There is indeed not alway a single way of encoding the same structure into a GFF, but I have worked with GFFs, Tripal and GBrowse (and BioPerl) imports a lot. Sometimes, one also might need slightly different structure for different applications, and it depends more on adapting the gff such that it works best with the desired application.
Whenever a feature already has an ID it should not be changed, but the name attribute can be used to add a human readable name to it. An ID field is required by some or most application to allow the mapping of features to their parent feature, and thereby allowing to rebuild gene models (e.g.: CDS -> mRNA -> gene).

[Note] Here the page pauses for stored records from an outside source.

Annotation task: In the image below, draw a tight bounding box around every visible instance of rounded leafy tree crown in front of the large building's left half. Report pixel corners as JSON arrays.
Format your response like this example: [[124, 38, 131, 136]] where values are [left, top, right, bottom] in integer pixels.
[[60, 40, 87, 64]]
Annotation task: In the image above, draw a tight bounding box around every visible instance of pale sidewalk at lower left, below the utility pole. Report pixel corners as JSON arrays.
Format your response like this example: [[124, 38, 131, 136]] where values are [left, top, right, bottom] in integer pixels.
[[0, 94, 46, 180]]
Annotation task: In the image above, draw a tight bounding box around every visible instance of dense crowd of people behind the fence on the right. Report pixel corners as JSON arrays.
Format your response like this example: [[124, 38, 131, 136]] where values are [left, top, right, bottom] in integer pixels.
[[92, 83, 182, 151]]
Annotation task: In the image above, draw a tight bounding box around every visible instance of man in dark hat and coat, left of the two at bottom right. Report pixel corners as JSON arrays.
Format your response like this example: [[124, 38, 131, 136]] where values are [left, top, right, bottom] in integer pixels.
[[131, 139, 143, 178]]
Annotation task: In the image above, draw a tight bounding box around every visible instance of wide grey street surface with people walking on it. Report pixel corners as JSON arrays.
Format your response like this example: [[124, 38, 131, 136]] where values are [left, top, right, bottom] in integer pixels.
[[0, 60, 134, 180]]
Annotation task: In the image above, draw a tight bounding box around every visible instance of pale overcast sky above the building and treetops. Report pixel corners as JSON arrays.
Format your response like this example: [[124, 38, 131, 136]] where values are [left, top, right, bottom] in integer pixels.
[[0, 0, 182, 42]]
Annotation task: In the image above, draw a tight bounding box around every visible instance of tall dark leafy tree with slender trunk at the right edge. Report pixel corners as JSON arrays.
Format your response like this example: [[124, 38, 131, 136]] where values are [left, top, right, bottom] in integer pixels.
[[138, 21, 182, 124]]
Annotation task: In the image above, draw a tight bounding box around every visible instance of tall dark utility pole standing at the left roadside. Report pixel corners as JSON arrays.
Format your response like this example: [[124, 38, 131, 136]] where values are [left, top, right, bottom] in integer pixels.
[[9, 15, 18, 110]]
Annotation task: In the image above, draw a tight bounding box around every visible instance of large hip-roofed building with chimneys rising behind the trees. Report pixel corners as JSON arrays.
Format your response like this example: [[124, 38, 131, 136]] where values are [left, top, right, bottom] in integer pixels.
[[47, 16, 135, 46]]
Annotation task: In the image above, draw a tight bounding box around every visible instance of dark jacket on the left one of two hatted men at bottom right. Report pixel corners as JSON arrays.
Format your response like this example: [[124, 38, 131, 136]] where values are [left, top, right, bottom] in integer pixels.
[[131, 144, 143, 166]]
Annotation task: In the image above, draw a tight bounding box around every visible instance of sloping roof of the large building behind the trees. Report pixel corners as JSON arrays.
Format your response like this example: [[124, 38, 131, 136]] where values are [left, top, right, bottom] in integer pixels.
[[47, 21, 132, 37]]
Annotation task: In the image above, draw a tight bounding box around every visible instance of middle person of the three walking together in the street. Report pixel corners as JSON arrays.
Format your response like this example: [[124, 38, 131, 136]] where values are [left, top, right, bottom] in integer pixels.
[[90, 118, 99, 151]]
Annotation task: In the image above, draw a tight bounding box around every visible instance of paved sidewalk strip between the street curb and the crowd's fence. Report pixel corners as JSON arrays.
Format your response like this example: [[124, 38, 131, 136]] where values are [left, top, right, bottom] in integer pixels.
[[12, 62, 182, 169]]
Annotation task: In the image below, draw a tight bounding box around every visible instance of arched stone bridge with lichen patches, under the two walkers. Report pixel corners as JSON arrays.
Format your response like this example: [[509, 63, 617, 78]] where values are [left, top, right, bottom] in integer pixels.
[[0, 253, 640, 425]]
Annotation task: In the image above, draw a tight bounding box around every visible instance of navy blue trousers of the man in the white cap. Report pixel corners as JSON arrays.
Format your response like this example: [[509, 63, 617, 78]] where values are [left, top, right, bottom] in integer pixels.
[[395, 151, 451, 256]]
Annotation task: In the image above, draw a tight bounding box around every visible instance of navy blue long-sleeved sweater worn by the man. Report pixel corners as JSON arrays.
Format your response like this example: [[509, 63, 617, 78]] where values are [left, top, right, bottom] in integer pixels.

- exon: If a exon is present in more than one isoform, in my gff3 I have two lines of the same exon (one for transcript1 and the other for
transcript2). The ID for these two lines should be the same?
In general, different entities should also have different IDs (exception below), but see: Using Multiple Parent Values In Gff3 Format? If the exons are fully identical they could be encoded in a single line with multiple transcripts as parents.
- CDS: Please correct me if I'm wrong. All CDS belonging to a given protein must share the ID, isn't it?
Yes, they CDS lines can be seen as an aggregate of the pieces that form one coding sequence per transcript, so they are a single entity.
GBrowse f.e. will be able to reconstruct the correct coding sequence from segments of coding sequences, only if they have the same ID.
You can have IDs or not, it is important to annotate the correct coding sequence. In GBrowse, f.e. if UTRs and exons are annotated, the CDS can be inferred are not needed in the import.
Finally, in the ID can I put a "random" number, like exon1, exon2,
Yes that is possibly how most files would encode it. Ensembl ids would be an example they just assign a running number with a prefix ("EMLSAE000000000001") to make stable IDs.
or it is better to mention the parent feature, like,
transcript1.exon1, transcript1.exon2 .
That is more readable, but not required, some cDNA aligners (like GMAP) use a similar format. The downside is that these would be less suited as stable IDs. Imagine the assignment of the parent is changed, you will have either an ID implying a relation that is no longer true and live with the misleading ids, or you have to change the ID and all reference, which again makes these "un-stable" IDs. That is possibly why the random numbering is used by Ensembl.